At the conclusion to the book’s short preface, Notley arrives at something like an answer to her own question (“what had been going on?”): “I discovered I was an unabashed location of unreported events of the Spirit, or Timelessness, the real name of Consciousness,” she writes, gesturing toward an “I” that, due to its fixed nature on the physical plane (a “location”), serves as site and host to a range of visions and visitations. She imagines the people and events of her life stacked together as “one thing all together”—“an expanse of timelessness” rather than a chronological procession—which allows her to change “the past the present and future by blending them.” This, indeed, is how the book’s poems work or express themselves, and how time functions in our lives as we age (if it can be said to function): Everything is hitched to everything else; in any particular “memory” are the layers of other “memories”; the child we were can be found in the adult we become; and a kind of circular logic emerges wherein “all history’s happening at the same time.”

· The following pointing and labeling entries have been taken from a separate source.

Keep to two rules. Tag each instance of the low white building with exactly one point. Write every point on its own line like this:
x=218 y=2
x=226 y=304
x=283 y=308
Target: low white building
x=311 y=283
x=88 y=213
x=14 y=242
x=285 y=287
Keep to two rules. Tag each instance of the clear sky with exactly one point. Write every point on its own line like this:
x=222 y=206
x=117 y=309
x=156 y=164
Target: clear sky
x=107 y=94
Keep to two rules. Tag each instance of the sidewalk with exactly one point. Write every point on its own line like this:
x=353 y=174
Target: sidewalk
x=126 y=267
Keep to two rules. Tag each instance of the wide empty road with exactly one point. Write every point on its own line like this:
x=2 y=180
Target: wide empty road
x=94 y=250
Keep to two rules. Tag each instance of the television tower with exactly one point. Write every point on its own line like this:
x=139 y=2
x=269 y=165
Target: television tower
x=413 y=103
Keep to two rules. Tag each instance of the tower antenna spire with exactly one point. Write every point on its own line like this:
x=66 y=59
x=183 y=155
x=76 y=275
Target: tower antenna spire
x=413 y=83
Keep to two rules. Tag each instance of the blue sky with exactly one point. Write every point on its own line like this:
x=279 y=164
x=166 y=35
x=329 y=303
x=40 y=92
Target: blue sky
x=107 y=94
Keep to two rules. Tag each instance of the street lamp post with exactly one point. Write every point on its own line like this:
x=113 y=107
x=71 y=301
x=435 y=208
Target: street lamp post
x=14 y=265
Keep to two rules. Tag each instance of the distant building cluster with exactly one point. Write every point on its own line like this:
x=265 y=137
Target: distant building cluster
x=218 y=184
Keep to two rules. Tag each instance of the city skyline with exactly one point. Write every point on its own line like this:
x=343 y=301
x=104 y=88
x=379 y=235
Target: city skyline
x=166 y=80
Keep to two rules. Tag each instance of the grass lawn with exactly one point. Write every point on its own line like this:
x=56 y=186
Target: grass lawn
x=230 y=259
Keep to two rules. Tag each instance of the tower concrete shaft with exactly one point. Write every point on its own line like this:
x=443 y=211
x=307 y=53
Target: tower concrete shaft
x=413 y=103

The book takes its title from “Essay on Style,” a poem by Frank O’Hara that playfully weaves the details (“someone else’s Leica sitting on the table”) and irruptions (“wouldn’t you know my mother would call / up / and complain?”) of the writer’s life with ideas about language and form. While “sitting in JACK / DELANEY’S looking out the big race-track window / on the wet / drinking a cognac while Edwin [Denby, presumably] / read my new poem,” the speaker recounts, “I was reflecting the other night meaning / I was being reflected upon that Sheridan Square / is remarkably beautiful.” In this reversal, the act of reflection—to think deeply and carefully—converts the thinker into a reflective surface: both subject and object, active and passive. In Notley’s vision, she “became the one who held things together as they, the things, kept their motions going, being reflected upon me.” The notion of the poet—the multifarious “I”—as a still, hard surface calls to mind another recurring image in the book: that of the “stele or slab large dark or bronze / that the poems were already written on but with an / ongoing change of individual letters like an old- / fashioned railroad time of departures board.” The stele—typically an ancient monument, signpost, marker of graves and battlefields—as envisioned by Notley exists in a “vast green room” without boundaries, where some part of her continually resides. We might think of the stele—strong, vertical, taller than it is wide—as yet another version of the “I,” another version of the poet upon whose surface the restless events of life continue to move and evolve, even as she writes them down.